Lisa Lyon, a financial advisor with Roseville, Minn.-based Ehlers & Associates, told the committee that without redevelopment the area would generate $8.7 million, not enough to repay costs of building a 500- to 600-car garage as the committee has planned. The dollar figures are not adjusted for inflation.

The superblock area resides in the village’s Downtown TIF District. Tax Increment Finance Districts draw a line on property tax receipts created by properties within the district when the TIF is created, freeing any additional tax revenue–referred to as increment–to fund infrastructure improvements, developer incentives, or other specific costs.
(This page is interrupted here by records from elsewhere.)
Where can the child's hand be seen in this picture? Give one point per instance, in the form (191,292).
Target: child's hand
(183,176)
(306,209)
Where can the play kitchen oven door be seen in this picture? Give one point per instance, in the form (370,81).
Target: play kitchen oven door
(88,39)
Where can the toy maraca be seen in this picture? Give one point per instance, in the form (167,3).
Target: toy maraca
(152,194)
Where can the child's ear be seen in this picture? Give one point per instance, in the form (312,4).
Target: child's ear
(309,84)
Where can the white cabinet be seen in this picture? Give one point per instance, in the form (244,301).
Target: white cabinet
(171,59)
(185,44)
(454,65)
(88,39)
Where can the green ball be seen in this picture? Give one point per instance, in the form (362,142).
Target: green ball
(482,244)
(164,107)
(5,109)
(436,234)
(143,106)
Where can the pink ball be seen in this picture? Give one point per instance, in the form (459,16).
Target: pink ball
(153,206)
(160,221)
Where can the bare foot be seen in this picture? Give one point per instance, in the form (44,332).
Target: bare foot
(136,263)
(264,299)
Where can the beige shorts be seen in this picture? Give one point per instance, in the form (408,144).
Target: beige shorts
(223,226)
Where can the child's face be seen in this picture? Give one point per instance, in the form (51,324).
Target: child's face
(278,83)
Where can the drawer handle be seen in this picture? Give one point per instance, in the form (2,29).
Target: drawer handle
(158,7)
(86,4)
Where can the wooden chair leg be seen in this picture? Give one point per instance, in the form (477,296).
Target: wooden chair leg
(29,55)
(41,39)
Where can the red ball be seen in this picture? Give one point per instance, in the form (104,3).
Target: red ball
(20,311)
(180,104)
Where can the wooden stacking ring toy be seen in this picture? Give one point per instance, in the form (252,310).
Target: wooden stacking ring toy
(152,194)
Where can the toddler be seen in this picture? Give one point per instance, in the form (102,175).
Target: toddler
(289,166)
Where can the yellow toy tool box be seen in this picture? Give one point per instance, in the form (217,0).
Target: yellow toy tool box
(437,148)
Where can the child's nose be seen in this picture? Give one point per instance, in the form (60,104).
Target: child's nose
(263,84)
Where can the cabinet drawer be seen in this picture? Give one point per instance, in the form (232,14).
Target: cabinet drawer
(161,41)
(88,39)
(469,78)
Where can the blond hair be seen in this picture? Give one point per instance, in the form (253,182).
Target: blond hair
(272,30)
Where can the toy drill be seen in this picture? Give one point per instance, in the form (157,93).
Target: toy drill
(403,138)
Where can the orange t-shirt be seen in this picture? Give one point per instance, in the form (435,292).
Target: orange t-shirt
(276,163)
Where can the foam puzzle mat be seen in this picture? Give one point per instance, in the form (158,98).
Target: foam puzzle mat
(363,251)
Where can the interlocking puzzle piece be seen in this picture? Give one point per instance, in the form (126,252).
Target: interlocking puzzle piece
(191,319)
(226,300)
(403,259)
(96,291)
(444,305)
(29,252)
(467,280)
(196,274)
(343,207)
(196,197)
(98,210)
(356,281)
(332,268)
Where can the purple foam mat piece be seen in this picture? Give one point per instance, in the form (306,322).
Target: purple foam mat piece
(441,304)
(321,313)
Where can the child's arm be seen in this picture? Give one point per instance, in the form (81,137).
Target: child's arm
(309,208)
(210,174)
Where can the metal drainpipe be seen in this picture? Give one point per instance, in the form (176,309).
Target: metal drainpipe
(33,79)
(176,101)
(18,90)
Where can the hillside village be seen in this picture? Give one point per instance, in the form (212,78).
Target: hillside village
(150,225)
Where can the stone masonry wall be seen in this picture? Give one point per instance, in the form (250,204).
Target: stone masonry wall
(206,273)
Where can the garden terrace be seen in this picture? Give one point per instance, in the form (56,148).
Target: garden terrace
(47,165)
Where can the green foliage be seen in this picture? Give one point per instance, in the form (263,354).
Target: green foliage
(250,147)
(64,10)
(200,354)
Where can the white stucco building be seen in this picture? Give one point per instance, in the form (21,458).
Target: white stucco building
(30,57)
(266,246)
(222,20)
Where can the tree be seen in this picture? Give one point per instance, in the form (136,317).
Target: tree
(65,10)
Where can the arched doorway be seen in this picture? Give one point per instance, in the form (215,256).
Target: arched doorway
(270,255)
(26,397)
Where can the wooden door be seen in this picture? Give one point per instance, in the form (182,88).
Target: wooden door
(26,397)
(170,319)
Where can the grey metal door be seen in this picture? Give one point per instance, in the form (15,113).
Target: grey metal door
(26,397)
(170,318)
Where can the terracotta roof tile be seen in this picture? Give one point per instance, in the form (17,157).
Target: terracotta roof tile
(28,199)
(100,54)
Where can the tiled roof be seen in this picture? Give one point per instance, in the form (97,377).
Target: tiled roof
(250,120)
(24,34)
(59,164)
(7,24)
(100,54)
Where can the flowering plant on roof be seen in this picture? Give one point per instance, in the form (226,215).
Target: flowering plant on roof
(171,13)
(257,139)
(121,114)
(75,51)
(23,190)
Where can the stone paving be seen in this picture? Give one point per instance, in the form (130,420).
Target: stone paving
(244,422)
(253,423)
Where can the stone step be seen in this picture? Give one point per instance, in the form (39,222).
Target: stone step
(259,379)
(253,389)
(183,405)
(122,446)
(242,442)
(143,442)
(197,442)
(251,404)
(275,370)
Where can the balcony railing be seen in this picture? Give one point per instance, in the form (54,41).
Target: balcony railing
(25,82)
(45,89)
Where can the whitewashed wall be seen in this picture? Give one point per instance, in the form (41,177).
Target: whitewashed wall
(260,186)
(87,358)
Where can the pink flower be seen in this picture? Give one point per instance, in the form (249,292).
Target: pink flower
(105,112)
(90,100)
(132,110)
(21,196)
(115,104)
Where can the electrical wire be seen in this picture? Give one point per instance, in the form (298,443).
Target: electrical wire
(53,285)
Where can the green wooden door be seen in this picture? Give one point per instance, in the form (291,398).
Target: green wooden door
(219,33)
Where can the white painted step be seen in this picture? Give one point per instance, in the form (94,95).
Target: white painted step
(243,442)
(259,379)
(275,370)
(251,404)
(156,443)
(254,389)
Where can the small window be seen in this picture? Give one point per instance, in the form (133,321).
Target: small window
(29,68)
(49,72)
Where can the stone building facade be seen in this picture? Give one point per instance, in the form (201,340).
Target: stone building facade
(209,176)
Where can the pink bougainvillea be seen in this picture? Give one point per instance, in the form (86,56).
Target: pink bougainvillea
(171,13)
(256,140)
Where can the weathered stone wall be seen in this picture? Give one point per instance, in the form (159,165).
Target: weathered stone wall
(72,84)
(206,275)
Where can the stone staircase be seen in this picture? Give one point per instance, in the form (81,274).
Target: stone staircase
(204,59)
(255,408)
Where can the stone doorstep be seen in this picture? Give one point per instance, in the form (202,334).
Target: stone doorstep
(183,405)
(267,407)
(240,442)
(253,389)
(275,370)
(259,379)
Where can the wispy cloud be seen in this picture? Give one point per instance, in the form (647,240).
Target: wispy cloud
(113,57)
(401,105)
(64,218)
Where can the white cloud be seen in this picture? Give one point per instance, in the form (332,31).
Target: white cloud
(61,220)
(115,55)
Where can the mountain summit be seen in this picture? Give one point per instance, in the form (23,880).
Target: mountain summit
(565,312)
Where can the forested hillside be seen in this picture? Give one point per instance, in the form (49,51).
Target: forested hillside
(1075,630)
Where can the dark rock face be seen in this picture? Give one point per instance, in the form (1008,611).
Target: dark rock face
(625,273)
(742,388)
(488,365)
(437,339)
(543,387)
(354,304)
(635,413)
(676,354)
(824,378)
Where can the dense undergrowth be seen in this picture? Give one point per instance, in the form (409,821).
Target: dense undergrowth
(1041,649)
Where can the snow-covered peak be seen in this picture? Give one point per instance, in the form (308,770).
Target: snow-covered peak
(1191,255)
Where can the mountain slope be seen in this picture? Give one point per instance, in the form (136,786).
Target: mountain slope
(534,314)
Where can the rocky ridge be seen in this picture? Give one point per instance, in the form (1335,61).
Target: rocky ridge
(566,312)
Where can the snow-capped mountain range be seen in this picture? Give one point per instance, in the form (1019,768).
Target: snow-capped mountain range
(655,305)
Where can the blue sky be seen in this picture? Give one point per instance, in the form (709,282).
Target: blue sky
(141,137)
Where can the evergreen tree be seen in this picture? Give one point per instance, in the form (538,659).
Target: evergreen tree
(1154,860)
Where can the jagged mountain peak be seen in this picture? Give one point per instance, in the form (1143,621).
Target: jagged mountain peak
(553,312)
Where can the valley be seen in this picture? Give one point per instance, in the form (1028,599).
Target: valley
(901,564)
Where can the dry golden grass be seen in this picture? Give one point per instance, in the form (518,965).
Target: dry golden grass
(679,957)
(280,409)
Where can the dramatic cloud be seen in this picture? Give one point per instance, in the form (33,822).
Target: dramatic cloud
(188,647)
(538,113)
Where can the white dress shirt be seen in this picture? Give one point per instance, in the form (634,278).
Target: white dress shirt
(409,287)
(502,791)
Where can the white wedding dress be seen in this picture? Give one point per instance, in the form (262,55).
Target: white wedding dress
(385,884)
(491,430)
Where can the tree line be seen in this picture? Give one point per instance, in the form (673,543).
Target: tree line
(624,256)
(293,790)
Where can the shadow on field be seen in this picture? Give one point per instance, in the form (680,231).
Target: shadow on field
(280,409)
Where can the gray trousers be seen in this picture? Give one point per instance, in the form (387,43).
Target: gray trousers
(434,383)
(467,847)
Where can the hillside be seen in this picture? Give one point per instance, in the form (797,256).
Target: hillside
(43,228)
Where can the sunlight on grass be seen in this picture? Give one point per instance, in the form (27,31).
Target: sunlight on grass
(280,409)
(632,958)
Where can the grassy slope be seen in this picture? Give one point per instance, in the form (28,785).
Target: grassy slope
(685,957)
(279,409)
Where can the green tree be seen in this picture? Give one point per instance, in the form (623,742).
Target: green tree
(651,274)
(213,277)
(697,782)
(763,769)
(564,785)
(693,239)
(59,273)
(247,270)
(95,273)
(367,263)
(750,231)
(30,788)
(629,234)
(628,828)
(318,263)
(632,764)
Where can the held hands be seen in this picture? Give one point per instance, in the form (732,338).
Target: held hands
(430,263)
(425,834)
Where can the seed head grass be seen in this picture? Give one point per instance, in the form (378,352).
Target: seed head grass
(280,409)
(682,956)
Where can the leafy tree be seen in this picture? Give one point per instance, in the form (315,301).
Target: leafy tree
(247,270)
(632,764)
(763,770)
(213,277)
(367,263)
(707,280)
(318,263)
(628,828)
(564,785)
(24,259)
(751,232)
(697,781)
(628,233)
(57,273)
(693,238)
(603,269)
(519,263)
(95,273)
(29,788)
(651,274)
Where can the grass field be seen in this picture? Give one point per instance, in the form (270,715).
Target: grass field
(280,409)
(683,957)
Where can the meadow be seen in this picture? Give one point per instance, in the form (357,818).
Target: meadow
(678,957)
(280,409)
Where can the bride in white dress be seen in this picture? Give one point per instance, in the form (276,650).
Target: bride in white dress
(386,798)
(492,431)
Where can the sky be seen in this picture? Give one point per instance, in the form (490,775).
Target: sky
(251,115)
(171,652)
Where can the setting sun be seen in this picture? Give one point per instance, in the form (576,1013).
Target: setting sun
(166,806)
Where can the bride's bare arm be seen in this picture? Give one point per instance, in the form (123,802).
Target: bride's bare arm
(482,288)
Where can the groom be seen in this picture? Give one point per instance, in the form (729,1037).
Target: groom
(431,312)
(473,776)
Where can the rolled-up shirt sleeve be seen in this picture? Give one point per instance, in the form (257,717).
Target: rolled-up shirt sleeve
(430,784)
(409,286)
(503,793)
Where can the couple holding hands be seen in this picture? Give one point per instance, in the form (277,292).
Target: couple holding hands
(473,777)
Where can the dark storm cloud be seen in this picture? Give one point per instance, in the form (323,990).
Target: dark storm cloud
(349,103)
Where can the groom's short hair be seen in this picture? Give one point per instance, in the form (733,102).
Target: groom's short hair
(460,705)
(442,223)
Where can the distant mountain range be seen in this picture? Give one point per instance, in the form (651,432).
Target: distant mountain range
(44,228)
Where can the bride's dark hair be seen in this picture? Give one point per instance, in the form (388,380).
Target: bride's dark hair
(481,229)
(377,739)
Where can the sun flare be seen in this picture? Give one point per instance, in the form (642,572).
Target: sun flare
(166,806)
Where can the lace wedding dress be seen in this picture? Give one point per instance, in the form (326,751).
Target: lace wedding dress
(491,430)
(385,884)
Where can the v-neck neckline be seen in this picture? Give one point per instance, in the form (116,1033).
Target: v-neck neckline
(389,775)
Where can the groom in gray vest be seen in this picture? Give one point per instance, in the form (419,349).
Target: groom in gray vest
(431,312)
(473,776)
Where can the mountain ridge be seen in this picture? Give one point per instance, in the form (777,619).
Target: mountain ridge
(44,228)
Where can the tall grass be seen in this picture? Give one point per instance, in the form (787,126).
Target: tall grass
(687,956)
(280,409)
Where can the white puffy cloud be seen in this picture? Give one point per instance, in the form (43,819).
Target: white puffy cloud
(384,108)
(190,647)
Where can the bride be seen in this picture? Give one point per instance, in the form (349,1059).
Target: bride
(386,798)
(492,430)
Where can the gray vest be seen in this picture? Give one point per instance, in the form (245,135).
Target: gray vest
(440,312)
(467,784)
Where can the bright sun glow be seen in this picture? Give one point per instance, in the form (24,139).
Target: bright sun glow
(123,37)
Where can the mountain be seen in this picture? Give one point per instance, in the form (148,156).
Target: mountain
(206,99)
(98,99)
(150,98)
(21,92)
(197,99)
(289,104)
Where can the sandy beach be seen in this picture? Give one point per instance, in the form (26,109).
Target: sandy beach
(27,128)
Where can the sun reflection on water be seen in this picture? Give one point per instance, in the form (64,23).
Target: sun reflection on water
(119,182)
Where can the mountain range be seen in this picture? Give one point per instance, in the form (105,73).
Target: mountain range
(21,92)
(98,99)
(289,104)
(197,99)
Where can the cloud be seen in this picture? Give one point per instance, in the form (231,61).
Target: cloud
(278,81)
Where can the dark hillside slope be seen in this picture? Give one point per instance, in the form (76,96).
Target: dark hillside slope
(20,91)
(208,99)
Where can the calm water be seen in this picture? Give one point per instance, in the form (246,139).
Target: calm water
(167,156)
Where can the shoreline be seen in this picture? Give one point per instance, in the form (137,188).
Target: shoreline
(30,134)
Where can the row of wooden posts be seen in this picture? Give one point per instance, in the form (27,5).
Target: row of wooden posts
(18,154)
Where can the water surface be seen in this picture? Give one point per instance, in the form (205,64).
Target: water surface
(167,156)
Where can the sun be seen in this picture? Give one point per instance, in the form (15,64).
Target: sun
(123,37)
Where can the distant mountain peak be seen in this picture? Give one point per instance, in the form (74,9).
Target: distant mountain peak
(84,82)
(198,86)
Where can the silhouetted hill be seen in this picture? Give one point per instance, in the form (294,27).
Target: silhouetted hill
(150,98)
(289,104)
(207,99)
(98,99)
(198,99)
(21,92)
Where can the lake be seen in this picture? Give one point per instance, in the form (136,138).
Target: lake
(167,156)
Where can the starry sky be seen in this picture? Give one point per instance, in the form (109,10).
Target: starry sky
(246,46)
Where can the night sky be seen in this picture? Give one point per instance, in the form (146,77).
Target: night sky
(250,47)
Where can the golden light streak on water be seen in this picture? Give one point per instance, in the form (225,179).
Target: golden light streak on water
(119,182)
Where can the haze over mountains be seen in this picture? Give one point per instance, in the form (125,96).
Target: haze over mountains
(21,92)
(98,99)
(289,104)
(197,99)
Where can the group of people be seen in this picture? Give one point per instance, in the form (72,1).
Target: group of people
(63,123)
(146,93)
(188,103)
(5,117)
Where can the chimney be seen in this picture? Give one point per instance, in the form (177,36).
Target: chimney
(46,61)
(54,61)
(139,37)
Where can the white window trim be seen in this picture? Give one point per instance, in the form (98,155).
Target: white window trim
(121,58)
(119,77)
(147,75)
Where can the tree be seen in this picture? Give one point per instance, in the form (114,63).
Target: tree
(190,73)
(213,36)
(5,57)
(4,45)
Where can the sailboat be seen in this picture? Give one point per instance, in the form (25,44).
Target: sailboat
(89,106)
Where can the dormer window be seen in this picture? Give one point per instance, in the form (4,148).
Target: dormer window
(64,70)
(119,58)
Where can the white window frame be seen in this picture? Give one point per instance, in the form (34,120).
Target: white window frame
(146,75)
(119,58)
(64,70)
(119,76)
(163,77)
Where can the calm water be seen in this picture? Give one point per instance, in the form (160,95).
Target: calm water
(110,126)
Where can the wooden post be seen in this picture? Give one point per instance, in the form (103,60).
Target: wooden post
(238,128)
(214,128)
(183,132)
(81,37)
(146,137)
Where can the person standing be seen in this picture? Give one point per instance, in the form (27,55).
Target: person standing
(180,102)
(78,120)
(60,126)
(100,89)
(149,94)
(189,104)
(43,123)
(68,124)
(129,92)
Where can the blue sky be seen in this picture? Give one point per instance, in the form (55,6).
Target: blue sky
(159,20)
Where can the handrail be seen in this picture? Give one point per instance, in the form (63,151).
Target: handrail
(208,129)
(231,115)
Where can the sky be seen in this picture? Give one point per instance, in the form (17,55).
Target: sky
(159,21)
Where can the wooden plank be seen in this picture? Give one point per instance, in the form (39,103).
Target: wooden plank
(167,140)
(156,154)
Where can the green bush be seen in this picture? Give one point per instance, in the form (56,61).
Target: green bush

Lyon said roughly 60 percent–about $10 million–of the projected revenue could be obtained near the beginning of the three-phase plan through bonds, which would be repaid with increment created by more valuable buildings paying higher tax bills.

Lyon will tweak her calculations based on a final draft of the committee’s recommended redevelopment plan which it finalized last night at what was likely its last meeting. The ad hoc committee, comprising mostly chairpeople of village commissions, was charged with recommending a plan on the “superblock” to the village board, including how to proceed with a purchase agreement on the Colt Building.

When she presents her final report to the village board, it will contain information on how close the plan comes to the target ratio of 1-to-7 public-to-private funds identified in the Greater Downtown Master Plan. Trustee Ray Johnson, an ex-officio member of the committee, asked for the information.

The committee finished its discussions on what to recommend to the Oak Park village board at Oct. 20 and Oct. 27 sessions, much of which will not depart greatly from its major decisions arrived at last week: to sacrifice the Colt Building in favor of saving other historic buildings, creating a new north-south road connecting Lake Street and North Boulevard, and opening Marion Street to vehicular traffic.

Its presentation will come in three forms–a map roughly showing which properties would preferably be kept and which are up for redevelopment, a memorandum providing context for the committee’s decisions and highlighting the complexity of certain issues, and in-person feedback at the meetings.